The first question that arises in the mind of a layman when he hears that Austrian scientists are exploring archaeological sites in southern Serbia is – how come Central Europe is interested in prehistoric times on the territory of the Balkans. Is this way of thinking mistaken?
– The reason for our research is related with the essential developments in southeast Europe influencing central Europe in almost all steps of human history. The Balkans represents a cultural zone with a great impact on the European continent over several millennia. Analysing the crucial steps in European prehistory, such as sedentism, new economies or new technologies (e.g. metallurgy) is always linked with the Balkans, where they start first.
Understanding the complex process behind these enduring and sustainable changes requires analyses of how, why and where past societies invented, adopted or modified new ways of life. Therefore, the Balkans represents a key-zone for understanding the past of the European continent, especially of central Europe and modern-day Austria.
Exploration of the ‘Svinjarička Čuka’ archaeological site near Lebane began in 2018. What have you uncovered to date?
– Our excavations revealed the remains of several prehistoric periods on this small elevated river terrace.

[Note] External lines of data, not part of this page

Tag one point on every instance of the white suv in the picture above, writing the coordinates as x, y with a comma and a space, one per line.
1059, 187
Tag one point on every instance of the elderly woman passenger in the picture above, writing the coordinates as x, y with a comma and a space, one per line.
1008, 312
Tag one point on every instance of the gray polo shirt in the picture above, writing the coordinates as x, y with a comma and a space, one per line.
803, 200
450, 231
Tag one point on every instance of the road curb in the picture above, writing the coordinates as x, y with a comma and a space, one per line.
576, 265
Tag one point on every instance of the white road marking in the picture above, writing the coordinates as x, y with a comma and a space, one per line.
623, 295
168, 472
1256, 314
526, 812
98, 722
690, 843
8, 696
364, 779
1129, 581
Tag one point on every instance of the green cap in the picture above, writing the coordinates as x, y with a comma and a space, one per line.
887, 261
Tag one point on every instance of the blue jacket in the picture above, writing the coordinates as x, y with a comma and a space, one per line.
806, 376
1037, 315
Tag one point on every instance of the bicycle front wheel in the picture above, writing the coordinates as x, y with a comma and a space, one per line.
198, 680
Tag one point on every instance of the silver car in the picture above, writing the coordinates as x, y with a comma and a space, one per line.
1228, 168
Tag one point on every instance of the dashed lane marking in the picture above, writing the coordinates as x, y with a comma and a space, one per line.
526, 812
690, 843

We found various structures from the early to mid Neolithic period (c. 6000-5600 BC), from the mid and late Bronze Age (c. 2000-1100 BC) and the early Iron Age (c. 1000-800 BC). The new site of Svinjarička Čuka shows a recurring occupation of prehistoric communities starting from around 8,000 years ago. The neighbouring famous Caričin Grad (Justiniana Prima) from the early Byzantine period (6th century AD) is therefore embedded in a cultural landscape exploited by humans for many millennia previously.ž
What proved that the discovery was a prehistoric settlement; how did people live there?
– Prehistoric archaeology represents a field of research strongly linked with a bundle of other (natural and life) sciences, such as genetics, anthropology, botany, zoology, geography, chemistry, mineralogy, climatology etc. All kinds of excavated remains are analysed by an interdisciplinary team of experts to provide detailed information. For example, the remains of carbonised crops (emmer, wheat) have been dated with the radiocarbon method (C14), which is scientifically proven to give us exact dates for archaeological remains. We therefore know that the lowest levels we could excavate so far are 7,600 years old. Further cultural layers of 0.80m underneath are attested by core drillings and are expected to go back to 6200 to 6000 BC (radiocarbondating of the core charcoals).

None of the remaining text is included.